Destounis, who is a member of Radiology Today’s Editorial Advisory Board, agrees: Screening mammography affords women 40 and older the opportunity for radiologists to find small, very treatable cancers, but there are no screening guidelines for women younger than 40. Younger women tend to have more aggressive tumors and are more likely to have triple-negative cancers and human epidermal growth factor receptor 2–positive cancers, both of which are more aggressive subtypes, Destounis says. “Since there are no screening recommendations for women younger than 40, most of these young patients present after palpating their tumors,” she notes. “So, these cancers are larger and more advanced than screening-identified cancers that usually are not palpable.”
Lower Rates of Breast Self-Exams
Educating women early on regarding breast changes and breast self-exam has fallen out of favor by many organizations, Destounis says. It’s unfortunate, she adds, because “I would promote breast examination yearly by their health care providers for women starting in their 20s.”
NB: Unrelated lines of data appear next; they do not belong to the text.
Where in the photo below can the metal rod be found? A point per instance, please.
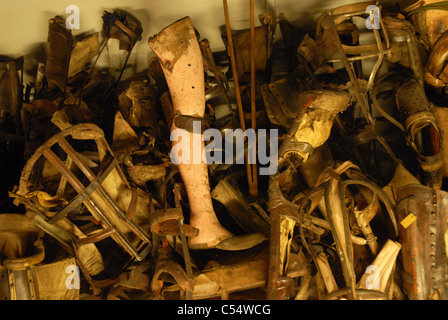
(231, 52)
(253, 188)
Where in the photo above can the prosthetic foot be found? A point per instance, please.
(180, 56)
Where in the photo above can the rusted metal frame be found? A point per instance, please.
(78, 186)
(341, 186)
(333, 189)
(278, 207)
(254, 170)
(91, 176)
(186, 252)
(381, 195)
(253, 187)
(361, 98)
(86, 192)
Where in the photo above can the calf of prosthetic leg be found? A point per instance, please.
(180, 56)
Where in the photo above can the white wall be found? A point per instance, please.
(24, 23)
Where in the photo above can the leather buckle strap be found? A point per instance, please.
(188, 123)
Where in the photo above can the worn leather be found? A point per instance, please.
(424, 256)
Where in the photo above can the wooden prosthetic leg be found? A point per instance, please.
(178, 50)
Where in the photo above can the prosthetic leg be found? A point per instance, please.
(181, 60)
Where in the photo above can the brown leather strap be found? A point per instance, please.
(96, 237)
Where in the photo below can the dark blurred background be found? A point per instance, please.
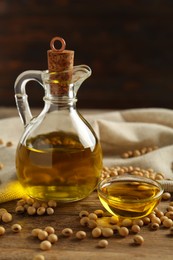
(127, 43)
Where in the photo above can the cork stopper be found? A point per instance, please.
(60, 66)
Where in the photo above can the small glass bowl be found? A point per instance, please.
(129, 196)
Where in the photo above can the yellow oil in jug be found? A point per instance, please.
(57, 166)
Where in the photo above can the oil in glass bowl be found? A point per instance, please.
(129, 196)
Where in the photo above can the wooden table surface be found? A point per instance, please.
(157, 244)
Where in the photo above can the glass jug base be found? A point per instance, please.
(60, 194)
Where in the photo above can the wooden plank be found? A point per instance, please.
(157, 244)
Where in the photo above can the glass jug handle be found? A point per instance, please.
(21, 97)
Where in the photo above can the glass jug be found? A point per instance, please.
(58, 156)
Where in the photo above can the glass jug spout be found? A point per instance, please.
(57, 86)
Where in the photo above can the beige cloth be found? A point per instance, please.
(118, 132)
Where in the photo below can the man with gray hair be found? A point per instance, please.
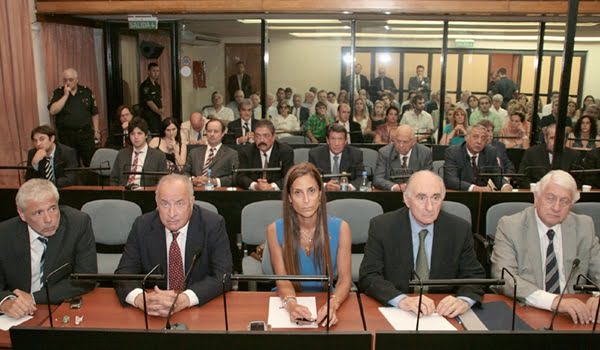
(44, 237)
(177, 233)
(540, 244)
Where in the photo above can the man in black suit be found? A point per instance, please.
(139, 158)
(48, 159)
(539, 159)
(266, 152)
(243, 128)
(337, 157)
(239, 81)
(44, 237)
(463, 163)
(421, 238)
(189, 233)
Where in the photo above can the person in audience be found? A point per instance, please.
(382, 133)
(516, 133)
(403, 157)
(76, 116)
(539, 159)
(244, 127)
(464, 162)
(138, 158)
(420, 83)
(418, 119)
(338, 157)
(308, 242)
(48, 158)
(223, 113)
(189, 232)
(285, 123)
(220, 159)
(43, 229)
(239, 81)
(539, 244)
(266, 152)
(169, 142)
(316, 126)
(420, 237)
(456, 129)
(585, 134)
(192, 131)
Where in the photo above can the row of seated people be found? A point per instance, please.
(537, 245)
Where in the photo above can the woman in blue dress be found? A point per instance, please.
(308, 242)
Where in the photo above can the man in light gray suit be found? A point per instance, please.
(539, 245)
(215, 156)
(403, 156)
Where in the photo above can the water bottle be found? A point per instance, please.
(364, 184)
(209, 186)
(344, 182)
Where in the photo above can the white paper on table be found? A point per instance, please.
(6, 321)
(279, 317)
(407, 321)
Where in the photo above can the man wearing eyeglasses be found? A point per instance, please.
(539, 245)
(422, 238)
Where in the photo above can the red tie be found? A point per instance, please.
(176, 280)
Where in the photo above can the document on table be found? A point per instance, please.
(6, 322)
(407, 321)
(279, 317)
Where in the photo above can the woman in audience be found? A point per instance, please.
(308, 242)
(382, 133)
(169, 142)
(515, 134)
(455, 131)
(584, 135)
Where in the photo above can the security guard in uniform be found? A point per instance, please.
(151, 99)
(76, 112)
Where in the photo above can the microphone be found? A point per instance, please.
(188, 275)
(562, 294)
(48, 290)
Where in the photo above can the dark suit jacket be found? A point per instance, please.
(147, 246)
(222, 166)
(388, 263)
(282, 156)
(232, 85)
(536, 158)
(351, 162)
(72, 243)
(458, 172)
(64, 157)
(155, 162)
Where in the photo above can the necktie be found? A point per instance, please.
(211, 156)
(48, 171)
(422, 264)
(176, 279)
(136, 159)
(552, 280)
(44, 241)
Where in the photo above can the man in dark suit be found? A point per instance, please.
(220, 159)
(139, 158)
(189, 233)
(266, 152)
(539, 159)
(243, 128)
(43, 238)
(403, 156)
(421, 238)
(48, 159)
(239, 81)
(463, 163)
(337, 157)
The other side of this, according to the Hendrick paper, is that mortality rates in women aged 70 to 79 are decreasing, but at a slower rate than in women 40 to 69, Destounis says. According to the paper, since 2009, mortality rates in women aged 70 to 79 have decreased by 1.2% per year, while they have been decreasing by more than 2% per year for women aged 40 to 69.
Destounis believes the slower decrease in deaths among older women is most likely because many older women have stopped getting their yearly screening mammograms since 2009. That’s when the US Preventive Services Task Force changed its guidelines; it no longer endorsed screening for women over 74 and did not recommend breast self-examination.
In 2018, the ACR released a powerful manuscript by Debra L. Monticciolo, MD, vice chair of the department of radiology and section chief of breast imaging at Baylor Scott & White Medical Center in Temple, Texas, and the screening leadership group, Destounis says. The paper recommended all women, especially African American women and those of Ashkenazi Jewish descent, be evaluated for breast cancer risk no later than age 30. Destounis believes this is a highly important takeaway from the ACR manuscript, as it encourages women at higher risk to be identified sooner so they can benefit from supplemental screening. The American Cancer Society and others recommend that women who are at high risk for breast cancer based on certain factors should get a breast MRI and a mammogram every year, typically starting at age 30.
Monticciolo is also an author of the trends in breast cancer mortality Radiology study, as is Mark Helvie, MD, FACR, of the department of radiology and Comprehensive Cancer Care at the University of Michigan in Ann Arbor.
— Beth W. Orenstein of Northampton, Pennsylvania, is a regular contributor to Radiology Today.